With all recent attention surrounding Apple (AAPL), Google (GOOG) and Priceline's (PCLN) earnings, another stock that will be interesting to watch this earnings season is Amazon (AMZN). Amazon is the largest online retailer in North America and the world's largest digital and print book seller. Amazon is also a large seller of consumer electronics; when consumers visit their traditional brick and mortar store, this can be thought of as Amazons showroom.
Where brick and mortar stores continue to face challenges, Amazon will always be there to pick up market share of brick and mortar stores that struggle. One brick and mortar store that has been struggling for a while has been Best Buy (BBY). With the consumer continuing to use the internet to price check and purchase items, Best Buy and other electronic retailers will continually have to adapt to a changing consumer. I believe in the long term Amazon will continue to dominate and take market share from brick and mortar retailers. I wouldn't throw a blanket over all the brick and mortar retailers, since some are in a better position than others, but for every brick and mortar retailer that struggles, Amazon can naturally pick up market share.
Earnings season can be an exciting time for option traders due to the many strategies that traders can employ to profit off companies earnings. Amazon can often have erratic earnings, and during the last year, Amazon has traded in the range of $180 to $240. Amazon's erratic earnings over the last four quarters can present difficulties for directional traders, but traders using a non-directional strategy have generally been rewarded without having to take a bullish or bearish only stance.
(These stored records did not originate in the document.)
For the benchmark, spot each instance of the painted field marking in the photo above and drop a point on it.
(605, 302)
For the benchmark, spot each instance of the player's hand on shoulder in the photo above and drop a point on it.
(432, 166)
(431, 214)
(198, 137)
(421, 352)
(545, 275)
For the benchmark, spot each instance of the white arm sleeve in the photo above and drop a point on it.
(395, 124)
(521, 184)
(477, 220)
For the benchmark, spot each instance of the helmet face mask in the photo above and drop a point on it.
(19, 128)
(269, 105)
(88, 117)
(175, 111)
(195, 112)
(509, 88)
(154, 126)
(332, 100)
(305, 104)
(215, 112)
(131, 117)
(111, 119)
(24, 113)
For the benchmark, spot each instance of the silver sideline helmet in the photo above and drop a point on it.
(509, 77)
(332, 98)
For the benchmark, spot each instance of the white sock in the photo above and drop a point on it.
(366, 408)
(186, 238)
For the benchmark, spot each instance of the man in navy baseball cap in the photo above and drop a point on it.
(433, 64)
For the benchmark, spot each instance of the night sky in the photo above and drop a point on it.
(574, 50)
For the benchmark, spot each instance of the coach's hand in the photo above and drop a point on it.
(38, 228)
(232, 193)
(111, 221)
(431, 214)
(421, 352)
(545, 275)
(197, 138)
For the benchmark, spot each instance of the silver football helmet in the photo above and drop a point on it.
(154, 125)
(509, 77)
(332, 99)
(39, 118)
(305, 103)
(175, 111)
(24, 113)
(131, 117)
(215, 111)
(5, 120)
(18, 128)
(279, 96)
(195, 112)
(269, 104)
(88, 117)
|Earnings History||Mar 11||Jun 11||Sep 11||Dec 11|
Source: Yahoo Finance
The most common non-directional option strategies include straddles, strangles and reverse iron condors. One of the great things about non-directional option trading strategies is that, as a trader, you get to play on both sides of the fence and are betting that an upcoming event can sharply drive a stock higher or lower. Amazon's earnings over the last four quarters have shown an average price movement up to the day before earnings of $10.24
Jan 17, 2012 close = 181.66 to Jan 30, 2012 close = 192.50 This is a $10.49 gain
Oct 5, 2011 close = 219.50 to Oct 24, 2011 close = 237.61 This is a $18.11 gain
July 1 ,2011 close = 209.42 to July 25, 2011 close = 216.52 This is a $7.10 gain
April 1, 2011 close = 180.13 to April 25, 2011 close = 185.42 This is a $5.29 gain
Source: Yahoo Finance
If investors believe there will be a run-up or run-down going into Amazon's earnings then here is a non-directional options play on Amazon.
Trade Idea: Reverse Iron Condor
Buy (1) May 19 2012 190 call = 9.35
Sell (1) May 19 2012 195 call = 7.05
Buy (1) May 19 2012 185 put = 8.00
Sell (1) May 19 2012 180 put = 5.95
Cost to do this trade = $435
Upper Breakeven Point = 194.35 (At 195 max profit is $295 per position)
Lower Breakeven Point = 180.65 (At 180 max profit is $270 per position)
Amazon reports earnings on April 24, 2012, so there is no need to rush into this trade. Amazon also has weekly options available if investors want to spend less to try and make more. Investors could also consider a straddle or strangle, but this would cost three times the amount of the reverse iron condor. At the time I am writing this article, Amazon is trading at $188, and by placing a reverse iron condor, investors are betting that Amazon will move $7 to $8 in either direction to be profitable. Seven to eight dollars sounds like a lot, but in reality, Amazon needs to move 4% from the current price level of $188 in 38 days. Over the last ten days Amazon has dropped over $17 per share, and doing a weekly reverse iron condor would have been profitable.
In conclusion, I don't want to bet on whether Amazon is going to beat or miss earnings, but would rather play the rise in implied volatility and exit out of the trade before earnings. There is plenty of time from now until Amazon's earnings to do a reverse iron condor for a favorable debit. As with any options strategy, there are advantages and disadvantages to using a reverse iron condor, but for Amazon, I believe that the reverse iron condor is the best way to go heading into earnings. I will be placing this trade using a hypothetical portfolio and will consider placing a reverse iron condor as Amazon's earnings near.
Disclosure: I have no positions in any stocks mentioned, and no plans to initiate any positions within the next 72 hours.